In other words, an observation system consisting of heavy equipment is being put in place. The observation system that was in place during the eruption of Mount Ontake (as shown in Additional file 1) is a system that detects underground movement using a seismograph, as well as GPS and a remote camera.
An Automated Meteorological Data Acquisition System (AMeDAS; Japanese Meteorological Agency)2 is also installed on the top of Mt. Ontake coincidently, but these data are not available in the volcanic observation system. What does this mean?
It seems that people believe that this meteorological observation instrument should be thought of to observe the weather alone and that it is irrelevant for observing volcanic eruptions. In effect, this implies that rainfall is not considered a direct cause of eruptions.

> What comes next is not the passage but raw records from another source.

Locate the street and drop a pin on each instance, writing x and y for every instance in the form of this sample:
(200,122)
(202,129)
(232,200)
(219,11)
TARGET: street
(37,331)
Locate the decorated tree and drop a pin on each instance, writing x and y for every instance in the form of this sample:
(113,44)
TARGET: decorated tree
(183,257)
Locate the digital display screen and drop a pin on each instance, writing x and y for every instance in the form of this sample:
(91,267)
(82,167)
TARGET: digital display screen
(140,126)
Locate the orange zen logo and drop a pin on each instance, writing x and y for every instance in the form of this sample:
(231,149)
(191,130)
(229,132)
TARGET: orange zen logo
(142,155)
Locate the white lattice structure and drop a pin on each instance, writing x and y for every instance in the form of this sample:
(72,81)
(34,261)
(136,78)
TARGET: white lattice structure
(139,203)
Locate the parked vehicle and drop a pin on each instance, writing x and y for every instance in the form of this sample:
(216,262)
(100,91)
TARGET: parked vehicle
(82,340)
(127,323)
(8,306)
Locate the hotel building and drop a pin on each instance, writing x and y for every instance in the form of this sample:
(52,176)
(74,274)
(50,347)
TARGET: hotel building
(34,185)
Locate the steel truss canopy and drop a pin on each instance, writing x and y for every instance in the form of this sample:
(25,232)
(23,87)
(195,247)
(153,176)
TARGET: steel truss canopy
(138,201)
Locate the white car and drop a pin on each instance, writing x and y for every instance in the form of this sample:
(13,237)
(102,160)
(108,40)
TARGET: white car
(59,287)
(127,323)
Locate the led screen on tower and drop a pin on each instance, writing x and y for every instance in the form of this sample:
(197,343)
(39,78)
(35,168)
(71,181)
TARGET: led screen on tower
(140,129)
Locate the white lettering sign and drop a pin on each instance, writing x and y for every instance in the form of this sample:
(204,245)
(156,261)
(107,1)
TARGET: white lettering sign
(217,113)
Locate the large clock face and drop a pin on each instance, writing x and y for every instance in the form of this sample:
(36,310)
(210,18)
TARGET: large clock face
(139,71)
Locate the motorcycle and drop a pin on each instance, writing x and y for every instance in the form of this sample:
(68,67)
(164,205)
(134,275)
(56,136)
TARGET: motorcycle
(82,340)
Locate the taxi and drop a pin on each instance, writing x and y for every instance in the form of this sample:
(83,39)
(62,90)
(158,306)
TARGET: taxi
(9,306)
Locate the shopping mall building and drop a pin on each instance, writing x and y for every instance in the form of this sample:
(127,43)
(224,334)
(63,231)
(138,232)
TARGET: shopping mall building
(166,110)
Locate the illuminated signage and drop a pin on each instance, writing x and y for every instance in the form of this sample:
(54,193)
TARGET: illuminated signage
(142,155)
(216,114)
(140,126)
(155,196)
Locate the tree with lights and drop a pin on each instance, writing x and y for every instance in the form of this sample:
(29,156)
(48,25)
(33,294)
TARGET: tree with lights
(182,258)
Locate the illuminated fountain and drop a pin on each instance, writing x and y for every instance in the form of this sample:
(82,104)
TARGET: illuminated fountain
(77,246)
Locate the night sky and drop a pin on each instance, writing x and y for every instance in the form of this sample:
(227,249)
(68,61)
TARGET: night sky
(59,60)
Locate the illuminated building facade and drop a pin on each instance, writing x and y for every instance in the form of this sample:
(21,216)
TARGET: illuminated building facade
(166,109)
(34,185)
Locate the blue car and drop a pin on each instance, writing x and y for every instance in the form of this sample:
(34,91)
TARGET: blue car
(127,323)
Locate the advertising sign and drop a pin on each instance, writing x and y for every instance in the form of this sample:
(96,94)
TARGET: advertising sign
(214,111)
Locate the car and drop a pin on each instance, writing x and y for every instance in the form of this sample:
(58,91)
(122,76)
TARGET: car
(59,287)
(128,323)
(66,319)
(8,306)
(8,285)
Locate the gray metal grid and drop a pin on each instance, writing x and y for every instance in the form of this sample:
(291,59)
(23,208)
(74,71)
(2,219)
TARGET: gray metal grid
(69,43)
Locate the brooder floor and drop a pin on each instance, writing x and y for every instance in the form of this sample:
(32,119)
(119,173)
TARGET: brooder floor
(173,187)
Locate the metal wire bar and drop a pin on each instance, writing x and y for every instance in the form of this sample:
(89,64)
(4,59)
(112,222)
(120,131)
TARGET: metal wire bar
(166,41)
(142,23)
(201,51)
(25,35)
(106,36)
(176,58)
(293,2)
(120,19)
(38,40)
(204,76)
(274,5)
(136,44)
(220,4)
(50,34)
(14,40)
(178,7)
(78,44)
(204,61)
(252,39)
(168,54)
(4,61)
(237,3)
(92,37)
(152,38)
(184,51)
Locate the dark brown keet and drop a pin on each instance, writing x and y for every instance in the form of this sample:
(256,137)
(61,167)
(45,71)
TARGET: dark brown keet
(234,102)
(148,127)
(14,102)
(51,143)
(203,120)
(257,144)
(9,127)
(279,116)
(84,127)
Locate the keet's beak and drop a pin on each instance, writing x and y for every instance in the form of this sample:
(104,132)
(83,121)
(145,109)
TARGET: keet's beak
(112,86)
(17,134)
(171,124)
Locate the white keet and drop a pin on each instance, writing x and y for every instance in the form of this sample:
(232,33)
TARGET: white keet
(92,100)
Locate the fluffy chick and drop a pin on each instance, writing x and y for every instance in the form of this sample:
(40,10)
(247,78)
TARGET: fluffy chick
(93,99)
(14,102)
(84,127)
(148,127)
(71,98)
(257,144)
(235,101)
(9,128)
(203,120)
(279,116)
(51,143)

However, when mountains that are not designated as active volcanoes (so-called unlabeled mountains) suddenly erupt, they often create victims. One recent example of this occurred on January 23, 2018, when steam erupted from Mt. Motoshirane, which had been used as a ski resort, killing one person, and injuring 11 people. Because these steam eruptions occurred suddenly and without any warning, they caused a human tragedy for holidaymakers. As human habitations exist near active volcanoes in Japan, it is inevitable that as soon as a volcano erupts, human lives, essential utilities, and daily routines will be negatively impacted.
In this paper, we attempted to analyze the September 27, 2014 phreatic (steam) eruption of Mount Ontake, which took the lives of 58 climbers and 5 missing and presumed dead, who were enjoying lunch at the summit when it suddenly erupted without warning, becoming the worst volcanic disaster in recent years.